Introduction
A significant number of measures are undertaken on a daily basis in clinical chemistry laboratories in order to maintain a strict control over the results generated from the laboratory. The constant endeavour to improve the quality of results and to maintain them at those levels constitutes the quality improvement process. The procedures followed to monitor the results in a single laboratory are known as internal quality control (IQC) [1] while the set of procedures followed in order to compare the performance between different laboratories is known as external quality assessment (EQA). Proficiency testing is an integral component of the quality improvement process as it provides an objective assessment of laboratory competence for the consumers, accreditation bodies and regulatory agencies [2].

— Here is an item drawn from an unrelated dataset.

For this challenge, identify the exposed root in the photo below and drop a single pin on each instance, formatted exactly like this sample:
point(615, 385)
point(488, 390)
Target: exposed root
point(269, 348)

The IQC aims to maintain the daily precision and accuracy of the particular analytical method while EQA is important for maintaining the long term accuracy of the methods. EQA systems had to be introduced to objectively compare the processes followed in different laboratories as the aliquots of same samples analysed in different laboratories even with same methods showed wide variation in the results. The variation in the results of the laboratories may be in part due to the presence of undetected systematic errors in the methods. The use of EQA subsequently resulted in the standardization of procedures and calibrators in the laboratories so that uniformity could be achieved among the laboratories [3]. Apart from improving the methods and procedures in the participating laboratories, EQA is also an important part of the accreditation process for any clinical chemistry laboratory.

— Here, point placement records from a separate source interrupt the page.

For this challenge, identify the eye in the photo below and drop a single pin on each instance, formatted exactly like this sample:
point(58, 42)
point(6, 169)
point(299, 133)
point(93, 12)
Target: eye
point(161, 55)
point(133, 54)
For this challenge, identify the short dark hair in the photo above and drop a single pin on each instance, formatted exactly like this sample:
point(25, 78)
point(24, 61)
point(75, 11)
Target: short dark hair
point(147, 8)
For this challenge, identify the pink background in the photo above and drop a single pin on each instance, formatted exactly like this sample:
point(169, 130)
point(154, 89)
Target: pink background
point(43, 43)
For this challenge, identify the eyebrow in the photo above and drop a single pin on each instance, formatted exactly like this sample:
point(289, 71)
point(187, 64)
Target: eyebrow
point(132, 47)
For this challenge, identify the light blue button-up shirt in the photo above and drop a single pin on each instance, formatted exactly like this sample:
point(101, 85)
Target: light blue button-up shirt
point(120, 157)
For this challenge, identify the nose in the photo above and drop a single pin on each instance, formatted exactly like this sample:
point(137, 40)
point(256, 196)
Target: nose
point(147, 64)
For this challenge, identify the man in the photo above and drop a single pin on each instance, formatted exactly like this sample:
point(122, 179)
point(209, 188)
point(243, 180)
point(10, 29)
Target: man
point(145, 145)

Various EQA programs are available to laboratories, which may be either sponsored by professional societies or may be run by manufacturers of control materials. The participating laboratories analyse the same lot of the quality control material and the results are sent for data analysis. Since at any given time, a large number of laboratories are enrolled in the programs, the data analysis is never possible in real time and is sent to the participating laboratories in a monthly fashion [4]. The data following extensive statistical analysis is provided in multiple forms, though the VIS and SDI are the ones that are most significant. The VIS helps in identifying the performance of each parameter as the result is compared against the designated value and its variance is graded in a score <100 (very good), 100-150 (good), 151-200 (satisfactory) & >200 (not acceptable) [5]. SDI is a measure of the bias in the report and is reported as interpreted as <1.0(excellent),1-1.5 (good);1.5-2.0 (accept with caution) and >2.0 (take corrective action).

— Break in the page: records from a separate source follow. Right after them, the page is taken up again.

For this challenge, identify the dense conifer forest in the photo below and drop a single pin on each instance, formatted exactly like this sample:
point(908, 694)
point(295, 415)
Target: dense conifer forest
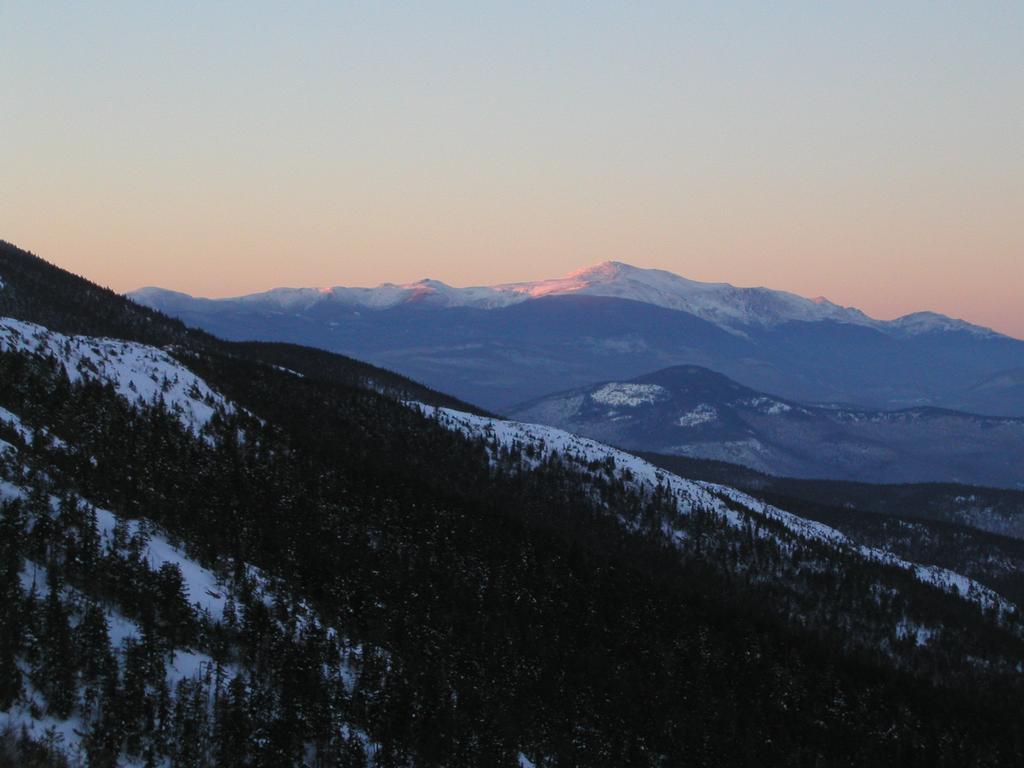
point(381, 590)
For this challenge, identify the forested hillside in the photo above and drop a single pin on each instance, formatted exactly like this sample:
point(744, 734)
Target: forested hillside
point(220, 554)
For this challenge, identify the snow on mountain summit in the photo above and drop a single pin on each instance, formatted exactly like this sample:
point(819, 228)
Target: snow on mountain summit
point(726, 305)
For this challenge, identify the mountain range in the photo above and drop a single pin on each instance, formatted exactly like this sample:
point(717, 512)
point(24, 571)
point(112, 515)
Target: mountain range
point(501, 345)
point(222, 553)
point(690, 411)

The equipments that have been used in the present study are VITROS 4600 (ORTHOCLINICAL DIAGNOSTICS) and DIMENSION EXL 200 (SIEMENS), which are both fully automatic biochemistry analysers, VITROS 4600 being a Dry Chemistry system and DIMENSION EXL 200 a Wet Chemistry Analyser. The current study was done in order to emphasise that use of a dry chemistry analyser over a wet chemistry analyser drastically improves the performance in EQAS.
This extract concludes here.